But, I am not going to write about Nelson Mandela.

Mandela certainly was a champion of human rights, but this day celebrates human rights, not individuals. My question, though, is how do you celebrate human rights? You can commemorate and memorialize an individual for his work, life, and achievements. Can you do the same thing for human rights? Should you?

Our focus, so often, is on how human rights have been violated, how individuals and groups have been persecuted, and, occasionally, how largely people have protested. It would be tempting to look at some of the major protests, or individuals like Malala as human rights inspirations. Of course, in many respects, they are. But, they are also individuals or events that occur under circumstances of extreme oppression, poverty, or other social ills. For example, the Office of the High Commissioner for Human Rights is celebrating its 20th Anniversary on this day – Look at the picture they’ve chosen to represent their anniversary celebrations.

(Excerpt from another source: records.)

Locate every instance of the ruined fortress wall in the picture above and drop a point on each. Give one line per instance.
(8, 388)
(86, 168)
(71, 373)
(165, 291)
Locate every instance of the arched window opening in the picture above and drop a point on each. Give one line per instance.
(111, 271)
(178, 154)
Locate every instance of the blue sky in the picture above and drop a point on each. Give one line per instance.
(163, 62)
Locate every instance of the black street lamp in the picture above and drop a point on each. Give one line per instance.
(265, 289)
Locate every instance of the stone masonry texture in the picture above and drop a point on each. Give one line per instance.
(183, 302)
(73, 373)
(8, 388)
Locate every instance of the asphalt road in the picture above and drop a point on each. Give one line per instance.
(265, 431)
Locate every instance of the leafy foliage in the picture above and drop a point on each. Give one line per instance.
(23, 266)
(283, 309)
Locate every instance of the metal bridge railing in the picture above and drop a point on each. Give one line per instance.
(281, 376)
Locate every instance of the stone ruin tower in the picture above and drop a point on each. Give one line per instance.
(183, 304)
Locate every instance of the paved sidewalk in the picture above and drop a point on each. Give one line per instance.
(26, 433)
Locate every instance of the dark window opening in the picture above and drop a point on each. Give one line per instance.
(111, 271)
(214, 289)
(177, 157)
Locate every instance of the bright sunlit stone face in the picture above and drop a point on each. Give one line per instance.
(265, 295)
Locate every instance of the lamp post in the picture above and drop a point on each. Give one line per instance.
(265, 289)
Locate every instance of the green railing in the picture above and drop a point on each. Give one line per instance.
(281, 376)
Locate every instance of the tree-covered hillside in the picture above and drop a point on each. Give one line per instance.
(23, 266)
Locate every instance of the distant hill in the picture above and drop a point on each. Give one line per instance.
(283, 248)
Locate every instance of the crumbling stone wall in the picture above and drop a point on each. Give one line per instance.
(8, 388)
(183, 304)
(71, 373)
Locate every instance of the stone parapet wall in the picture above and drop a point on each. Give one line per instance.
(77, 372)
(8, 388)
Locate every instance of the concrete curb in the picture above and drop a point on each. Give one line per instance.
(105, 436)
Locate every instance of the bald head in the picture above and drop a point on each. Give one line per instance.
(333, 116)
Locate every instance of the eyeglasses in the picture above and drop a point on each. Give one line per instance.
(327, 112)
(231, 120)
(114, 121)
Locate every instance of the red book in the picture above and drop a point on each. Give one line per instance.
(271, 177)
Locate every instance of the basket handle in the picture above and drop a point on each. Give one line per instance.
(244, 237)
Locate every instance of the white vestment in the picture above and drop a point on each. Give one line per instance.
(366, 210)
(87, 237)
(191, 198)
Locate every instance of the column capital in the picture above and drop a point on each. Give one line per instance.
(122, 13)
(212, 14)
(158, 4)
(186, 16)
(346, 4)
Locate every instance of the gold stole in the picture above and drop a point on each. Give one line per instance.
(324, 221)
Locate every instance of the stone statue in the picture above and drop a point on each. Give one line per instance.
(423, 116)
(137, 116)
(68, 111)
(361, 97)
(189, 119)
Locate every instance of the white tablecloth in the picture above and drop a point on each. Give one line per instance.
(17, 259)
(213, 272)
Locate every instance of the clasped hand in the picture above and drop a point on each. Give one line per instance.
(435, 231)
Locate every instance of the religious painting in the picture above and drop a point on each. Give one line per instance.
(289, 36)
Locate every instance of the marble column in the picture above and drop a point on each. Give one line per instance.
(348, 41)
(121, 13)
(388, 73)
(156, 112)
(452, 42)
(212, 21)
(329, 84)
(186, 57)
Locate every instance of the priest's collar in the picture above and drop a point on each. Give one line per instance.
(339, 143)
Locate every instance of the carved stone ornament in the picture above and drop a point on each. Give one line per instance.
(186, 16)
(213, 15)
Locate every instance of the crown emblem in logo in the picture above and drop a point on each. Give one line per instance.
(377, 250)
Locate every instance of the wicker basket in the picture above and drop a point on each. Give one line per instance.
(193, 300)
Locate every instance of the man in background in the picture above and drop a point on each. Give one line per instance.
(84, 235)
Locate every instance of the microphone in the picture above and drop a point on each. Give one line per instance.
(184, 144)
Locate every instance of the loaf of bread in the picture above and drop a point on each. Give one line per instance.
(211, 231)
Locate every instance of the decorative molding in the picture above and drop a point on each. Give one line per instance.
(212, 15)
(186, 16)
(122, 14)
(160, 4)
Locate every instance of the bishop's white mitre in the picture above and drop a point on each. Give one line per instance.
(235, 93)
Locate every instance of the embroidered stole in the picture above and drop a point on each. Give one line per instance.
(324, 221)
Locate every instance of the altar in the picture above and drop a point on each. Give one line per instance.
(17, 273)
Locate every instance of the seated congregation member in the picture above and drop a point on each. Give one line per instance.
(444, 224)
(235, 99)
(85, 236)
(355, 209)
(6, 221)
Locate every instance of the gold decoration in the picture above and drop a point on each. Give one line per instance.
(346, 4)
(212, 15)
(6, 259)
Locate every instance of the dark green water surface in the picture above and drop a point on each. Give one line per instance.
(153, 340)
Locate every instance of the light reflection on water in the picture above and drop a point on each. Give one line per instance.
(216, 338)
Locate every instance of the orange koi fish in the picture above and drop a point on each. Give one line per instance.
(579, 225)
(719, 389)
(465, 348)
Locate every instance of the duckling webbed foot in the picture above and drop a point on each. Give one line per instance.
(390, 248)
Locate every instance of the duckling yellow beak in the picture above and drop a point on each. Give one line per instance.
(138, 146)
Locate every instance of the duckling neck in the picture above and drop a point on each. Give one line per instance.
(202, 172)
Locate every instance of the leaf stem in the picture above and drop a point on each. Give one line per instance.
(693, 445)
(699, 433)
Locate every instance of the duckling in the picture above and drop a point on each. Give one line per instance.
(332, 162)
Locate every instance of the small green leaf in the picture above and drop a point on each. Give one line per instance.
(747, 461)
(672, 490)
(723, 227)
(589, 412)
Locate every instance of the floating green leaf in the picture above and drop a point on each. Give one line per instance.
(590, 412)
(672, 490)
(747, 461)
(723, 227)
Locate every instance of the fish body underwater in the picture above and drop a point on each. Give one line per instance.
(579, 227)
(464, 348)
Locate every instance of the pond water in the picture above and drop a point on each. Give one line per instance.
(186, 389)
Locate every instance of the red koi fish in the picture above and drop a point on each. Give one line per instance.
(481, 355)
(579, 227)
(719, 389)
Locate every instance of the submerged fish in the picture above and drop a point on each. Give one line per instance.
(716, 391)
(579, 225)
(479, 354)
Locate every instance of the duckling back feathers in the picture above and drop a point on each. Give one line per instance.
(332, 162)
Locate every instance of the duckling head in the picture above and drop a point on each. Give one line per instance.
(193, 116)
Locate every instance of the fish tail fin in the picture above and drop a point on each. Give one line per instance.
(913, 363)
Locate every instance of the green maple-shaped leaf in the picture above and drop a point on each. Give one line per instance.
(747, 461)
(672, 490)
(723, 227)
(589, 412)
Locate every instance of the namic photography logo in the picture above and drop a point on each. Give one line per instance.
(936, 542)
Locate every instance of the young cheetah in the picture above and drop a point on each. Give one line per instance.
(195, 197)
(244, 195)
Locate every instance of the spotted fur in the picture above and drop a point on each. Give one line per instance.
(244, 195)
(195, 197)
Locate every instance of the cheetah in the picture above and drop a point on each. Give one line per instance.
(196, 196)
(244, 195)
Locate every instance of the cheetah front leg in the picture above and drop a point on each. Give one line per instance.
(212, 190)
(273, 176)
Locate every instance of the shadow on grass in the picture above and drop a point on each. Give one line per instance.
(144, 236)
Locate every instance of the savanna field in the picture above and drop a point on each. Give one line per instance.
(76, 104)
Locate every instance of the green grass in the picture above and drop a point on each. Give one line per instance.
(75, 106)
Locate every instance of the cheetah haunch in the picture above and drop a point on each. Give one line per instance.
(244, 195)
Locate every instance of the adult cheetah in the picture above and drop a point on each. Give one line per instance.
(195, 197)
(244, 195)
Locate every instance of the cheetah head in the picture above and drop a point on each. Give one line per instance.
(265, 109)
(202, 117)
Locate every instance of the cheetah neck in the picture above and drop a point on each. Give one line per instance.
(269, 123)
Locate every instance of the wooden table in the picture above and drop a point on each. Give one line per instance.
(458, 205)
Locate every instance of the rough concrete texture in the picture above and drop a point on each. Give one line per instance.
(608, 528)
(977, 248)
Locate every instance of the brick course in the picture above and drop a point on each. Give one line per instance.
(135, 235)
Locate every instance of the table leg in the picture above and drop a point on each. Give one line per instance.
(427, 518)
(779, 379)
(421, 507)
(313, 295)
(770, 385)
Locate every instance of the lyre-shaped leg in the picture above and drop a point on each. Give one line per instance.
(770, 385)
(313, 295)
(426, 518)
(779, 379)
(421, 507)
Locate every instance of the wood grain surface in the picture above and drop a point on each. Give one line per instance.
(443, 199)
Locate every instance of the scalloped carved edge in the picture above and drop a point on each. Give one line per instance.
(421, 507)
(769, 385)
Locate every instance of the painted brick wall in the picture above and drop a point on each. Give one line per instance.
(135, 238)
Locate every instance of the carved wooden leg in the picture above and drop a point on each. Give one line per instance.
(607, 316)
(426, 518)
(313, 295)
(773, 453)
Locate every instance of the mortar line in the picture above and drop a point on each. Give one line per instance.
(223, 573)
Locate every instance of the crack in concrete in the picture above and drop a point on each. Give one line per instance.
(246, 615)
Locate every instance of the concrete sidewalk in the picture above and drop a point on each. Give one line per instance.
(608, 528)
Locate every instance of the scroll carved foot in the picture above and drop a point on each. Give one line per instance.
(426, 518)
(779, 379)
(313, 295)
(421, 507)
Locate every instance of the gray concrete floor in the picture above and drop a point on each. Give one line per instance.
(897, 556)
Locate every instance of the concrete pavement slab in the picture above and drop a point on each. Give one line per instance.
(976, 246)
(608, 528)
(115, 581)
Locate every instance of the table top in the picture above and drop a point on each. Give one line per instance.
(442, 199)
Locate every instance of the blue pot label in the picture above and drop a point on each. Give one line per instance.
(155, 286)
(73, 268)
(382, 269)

This year, I think it’s important to make a conscientious effort to remember that Human Rights are not simply a bare minimum standard for human survival. Something like Universal Primary Education is not an accomplishment, it’s an expectation. An entitlement, even.

Human Rights Day, then, is not about celebration. It’s about Remembrance – taking time to understand and reflect on the severity and number of failures that there have been. And it’s about Resolution – taking time to commit and dedicate ourselves to the idea that Human Rights are more than just tools to fight oppression. They are the signposts towards human flourishing, towards a better world.